Our success is dependent on our ability to transport merchandise to our distribution centers and then ship it to our stores in
a timely and cost-effective manner. We may not anticipate, respond to or control all of the challenges of operating our
receiving and distribution systems. Additionally, if a vendor fails to deliver on its commitments, we could experience
merchandise shortages that could lead to lost sales or increased costs. Some of the factors that could have an adverse effect on
our distribution network or costs are:
Shipping disruption. Our oceanic shipping schedules may be disrupted or delayed from time to time.
Shipping costs. We could experience increases in shipping rates imposed by the trans-Pacific ocean carriers. Changes
in import duties, import quotas and other trade sanctions could increase our costs.
Efficient Operations. Distribution centers and other aspects of our distribution network are difficult to operate
efficiently and we could experience a reduction in operating efficiency.
Diesel fuel costs. We have experienced volatility in diesel fuel costs over the past few years.
Vulnerability to natural or man-made disasters. A fire, explosion or natural disaster at a port or any of our distribution
facilities could result in a loss of merchandise and impair our ability to adequately stock our stores. Some facilities are
vulnerable to earthquakes, hurricanes or tornadoes.
Labor disagreement. Labor disagreements, disruptions or strikes may result in delays in the delivery of merchandise
to our distribution centers or stores and increase costs.
War, terrorism and other events. War and acts of terrorism in the United States, the Middle East, or in China or other
parts of Asia, where we buy a significant amount of our imported merchandise, could disrupt our supply chain or
increase our transportation costs.
Economic conditions. Suppliers may encounter financial or other difficulties.
Our profitability is affected by the mix of products we sell.

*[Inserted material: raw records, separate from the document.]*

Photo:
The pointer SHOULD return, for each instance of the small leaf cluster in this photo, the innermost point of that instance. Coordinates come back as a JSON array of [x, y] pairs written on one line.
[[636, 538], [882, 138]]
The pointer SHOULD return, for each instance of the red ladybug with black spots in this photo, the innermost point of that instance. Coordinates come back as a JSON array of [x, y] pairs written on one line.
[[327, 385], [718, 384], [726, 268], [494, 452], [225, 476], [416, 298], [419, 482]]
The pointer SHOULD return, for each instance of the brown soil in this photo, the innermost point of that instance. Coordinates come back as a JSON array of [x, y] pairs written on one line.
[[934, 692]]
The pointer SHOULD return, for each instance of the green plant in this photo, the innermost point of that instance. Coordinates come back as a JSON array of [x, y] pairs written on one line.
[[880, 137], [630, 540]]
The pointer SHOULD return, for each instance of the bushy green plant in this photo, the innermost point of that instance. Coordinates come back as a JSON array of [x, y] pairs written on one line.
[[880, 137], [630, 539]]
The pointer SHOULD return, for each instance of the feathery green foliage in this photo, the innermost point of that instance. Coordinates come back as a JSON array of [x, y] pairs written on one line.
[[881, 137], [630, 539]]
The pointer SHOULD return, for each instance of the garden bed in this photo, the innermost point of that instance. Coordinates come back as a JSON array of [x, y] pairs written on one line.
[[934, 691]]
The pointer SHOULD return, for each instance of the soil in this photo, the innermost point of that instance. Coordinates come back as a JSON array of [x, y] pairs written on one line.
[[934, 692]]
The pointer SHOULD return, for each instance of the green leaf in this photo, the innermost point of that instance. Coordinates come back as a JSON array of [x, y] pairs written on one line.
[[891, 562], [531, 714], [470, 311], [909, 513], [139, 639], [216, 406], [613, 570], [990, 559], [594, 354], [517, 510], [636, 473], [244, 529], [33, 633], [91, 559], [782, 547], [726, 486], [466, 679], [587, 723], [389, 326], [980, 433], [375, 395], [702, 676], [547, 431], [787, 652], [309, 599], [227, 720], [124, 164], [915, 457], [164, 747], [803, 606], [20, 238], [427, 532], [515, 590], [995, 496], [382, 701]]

Our gross profit margin could decrease if we increase the proportion of higher cost goods we sell in the future. In recent
years, the percentage of our sales from higher cost consumable products has increased and we can give no assurance that this
trend will not continue. As a result, our gross profit margin could decrease unless we are able to maintain our current
merchandise cost sufficiently to offset any decrease in our product margin percentage. We can give no assurance that we will
be able to do so.
In our Family Dollar segment, our success also depends on our ability to select and obtain sufficient quantities of relevant
merchandise at prices that allow us to sell such merchandise at profitable and appropriate prices. A sales price that is too high
causes products to be less attractive to our customers and our sales at Family Dollar could suffer. We are continuing to
implement our everyday low price strategy at Family Dollar to drive customer loyalty and have a strategic pricing team to
improve our value and to increase profitability. Inability to successfully implement our pricing strategies at Family Dollar
could have a negative effect on our business.
In addition, our Family Dollar segment has a substantial number of private brand items and the number of items has been
increasing. We believe our success in maintaining broad market acceptance of our private brands depends on many factors,
including our pricing, costs, quality and customer perception. We may not achieve or maintain our expected sales for our
private brands and, as a result, our business and results of operations could be adversely impacted. Additionally, the increased
number of private brands could negatively impact our existing relationships with our non-private brand suppliers.
Pressure from competitors may reduce our sales and profits.
The retail industry is highly competitive. The marketplace is highly fragmented as many different retailers compete for
market share by utilizing a variety of store formats and merchandising strategies. We expect competition to increase in the
future. There are no significant economic barriers for others to enter our retail sector. Some of our current or potential
competitors have greater financial resources than we do. We cannot guarantee that we will continue to be able to compete
successfully against existing or future competitors. Please see "Item 1. Business" beginning on page 6 of this Form 10-K for
further discussion of the effect of competition on our operations.
Litigation may adversely affect our business, financial condition and results of operations.
Our business is subject to the risk of litigation involving employees, consumers, suppliers, competitors, shareholders,
government agencies, or others through private actions, class actions, governmental investigations, administrative proceedings,
regulatory actions or other litigation. Our products could also cause illness or injury, harm our reputation, and subject us to
litigation. For example, we are currently defendants in national and state employment-related class and collective actions,
litigation concerning injury from products and a governmental investigation by the Consumer Products Safety Commission.